By WARREN DILLAWAY - firstname.lastname@example.org
As planes buzzed over head and landing craft dropped World War II re-enactors on the beach at Conneaut Township Park, thousands of people waited patiently for history to come alive.
They didn’t have to wait long as D-Day Conneaut kicked into full gear with the blast of explosions and fog of mortar fire highlighting the human anguish of fallen soldiers all around.
The event has grown annually with thousands of people coming from near and far. Buses started bringing visitors to the park early Saturday morning keeping side streets relatively free of excessive traffic.
Larry Loomis, from Milwaukee, Wis., came to Conneaut with friends to fish Lake Erie and heard about D-Day Conneaut and got hooked.
“We just time it (vacation) to come fishing and go to D-Day,” he said.
Local residents also appreciate the history shown live so close to home.
“I think it is a good event. I don’t think too many of our youth know what D-Day is and this is a good way to introduce local schools to it,” said Brian Haley of Conneaut.
Betsy Bashore, chief executive officer of D-Day Conneaut, has been working with “living history” for 30 years and loves to see the event became a reality.
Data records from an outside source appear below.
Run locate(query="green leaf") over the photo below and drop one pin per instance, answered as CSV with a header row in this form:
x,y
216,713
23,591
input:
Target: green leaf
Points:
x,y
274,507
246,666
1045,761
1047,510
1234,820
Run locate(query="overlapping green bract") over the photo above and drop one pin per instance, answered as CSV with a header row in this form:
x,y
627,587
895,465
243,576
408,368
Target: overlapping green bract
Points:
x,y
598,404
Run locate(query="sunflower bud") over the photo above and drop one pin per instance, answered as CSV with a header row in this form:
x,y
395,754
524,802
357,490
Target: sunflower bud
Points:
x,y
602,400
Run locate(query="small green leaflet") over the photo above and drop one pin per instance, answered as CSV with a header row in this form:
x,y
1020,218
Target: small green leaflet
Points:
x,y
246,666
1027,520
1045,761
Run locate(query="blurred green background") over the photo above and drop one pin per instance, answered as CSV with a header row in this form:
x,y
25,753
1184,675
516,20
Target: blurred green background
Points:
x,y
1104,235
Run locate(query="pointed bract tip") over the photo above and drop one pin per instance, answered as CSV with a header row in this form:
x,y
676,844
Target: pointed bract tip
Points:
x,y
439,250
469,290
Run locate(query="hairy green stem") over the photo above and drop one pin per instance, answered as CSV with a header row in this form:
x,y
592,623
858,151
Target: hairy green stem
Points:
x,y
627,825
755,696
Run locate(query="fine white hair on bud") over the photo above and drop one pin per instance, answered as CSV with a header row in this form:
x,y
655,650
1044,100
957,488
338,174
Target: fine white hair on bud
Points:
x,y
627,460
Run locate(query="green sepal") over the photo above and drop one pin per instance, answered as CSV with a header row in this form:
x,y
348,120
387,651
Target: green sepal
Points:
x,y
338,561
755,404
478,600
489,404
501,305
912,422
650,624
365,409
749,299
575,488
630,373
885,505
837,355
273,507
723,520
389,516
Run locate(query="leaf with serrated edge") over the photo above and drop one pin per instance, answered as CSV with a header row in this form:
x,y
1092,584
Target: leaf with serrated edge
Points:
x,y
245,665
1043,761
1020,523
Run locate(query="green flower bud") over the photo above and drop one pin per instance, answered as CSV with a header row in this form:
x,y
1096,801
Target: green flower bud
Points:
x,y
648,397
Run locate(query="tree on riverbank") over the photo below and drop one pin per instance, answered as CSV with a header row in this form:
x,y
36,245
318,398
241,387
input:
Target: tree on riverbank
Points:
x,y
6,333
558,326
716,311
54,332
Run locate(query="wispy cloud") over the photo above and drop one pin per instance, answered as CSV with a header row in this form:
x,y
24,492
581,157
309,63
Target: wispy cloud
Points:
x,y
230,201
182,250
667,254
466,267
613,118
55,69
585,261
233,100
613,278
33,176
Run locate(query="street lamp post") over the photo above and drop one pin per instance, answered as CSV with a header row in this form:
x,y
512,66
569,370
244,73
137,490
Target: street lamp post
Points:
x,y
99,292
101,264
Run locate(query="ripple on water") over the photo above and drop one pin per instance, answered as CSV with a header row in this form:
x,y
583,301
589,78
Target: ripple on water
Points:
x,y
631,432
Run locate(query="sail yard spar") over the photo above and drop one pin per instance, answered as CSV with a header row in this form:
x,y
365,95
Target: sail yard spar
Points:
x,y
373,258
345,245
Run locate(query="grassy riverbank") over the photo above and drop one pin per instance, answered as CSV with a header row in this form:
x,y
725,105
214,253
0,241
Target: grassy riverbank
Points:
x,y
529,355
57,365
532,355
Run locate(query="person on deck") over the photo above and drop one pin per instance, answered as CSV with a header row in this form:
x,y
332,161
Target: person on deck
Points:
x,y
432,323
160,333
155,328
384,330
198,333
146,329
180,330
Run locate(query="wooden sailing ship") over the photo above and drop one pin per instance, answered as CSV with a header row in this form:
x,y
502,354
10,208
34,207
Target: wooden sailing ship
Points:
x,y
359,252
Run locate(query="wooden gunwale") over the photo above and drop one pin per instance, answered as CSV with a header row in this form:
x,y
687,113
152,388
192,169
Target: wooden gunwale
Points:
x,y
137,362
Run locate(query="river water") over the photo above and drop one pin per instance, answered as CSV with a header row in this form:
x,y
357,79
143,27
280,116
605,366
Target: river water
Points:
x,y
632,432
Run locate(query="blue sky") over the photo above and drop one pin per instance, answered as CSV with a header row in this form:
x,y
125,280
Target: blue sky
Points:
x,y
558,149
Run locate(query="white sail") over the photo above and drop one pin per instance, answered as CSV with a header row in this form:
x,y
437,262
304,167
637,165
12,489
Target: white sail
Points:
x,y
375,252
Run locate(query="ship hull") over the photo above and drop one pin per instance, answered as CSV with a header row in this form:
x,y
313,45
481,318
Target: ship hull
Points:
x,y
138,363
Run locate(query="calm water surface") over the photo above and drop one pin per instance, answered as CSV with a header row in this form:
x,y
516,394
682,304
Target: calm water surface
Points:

She took a spot on the boardwalk near where the American re-enactors came ashore to watch the masterpiece unfold.” I love coming down here and seeing how people react,” she said.
Bashore said her involvement with “living history” started when she was a 7th grade student and received an assignment regarding history.
Bashore said there were probably 1,500 volunteers and public safety officials that make the event possible. “We had 500 volunteer badges and I ran out at noon,” she said.
Trenton Nartker, of Bellbrook, Ohio, was too young to participate in the event in an official capacity. “We decided to come out and see what it is,” he said.
Nartker said he was impressed and plans to return next year as an official medic.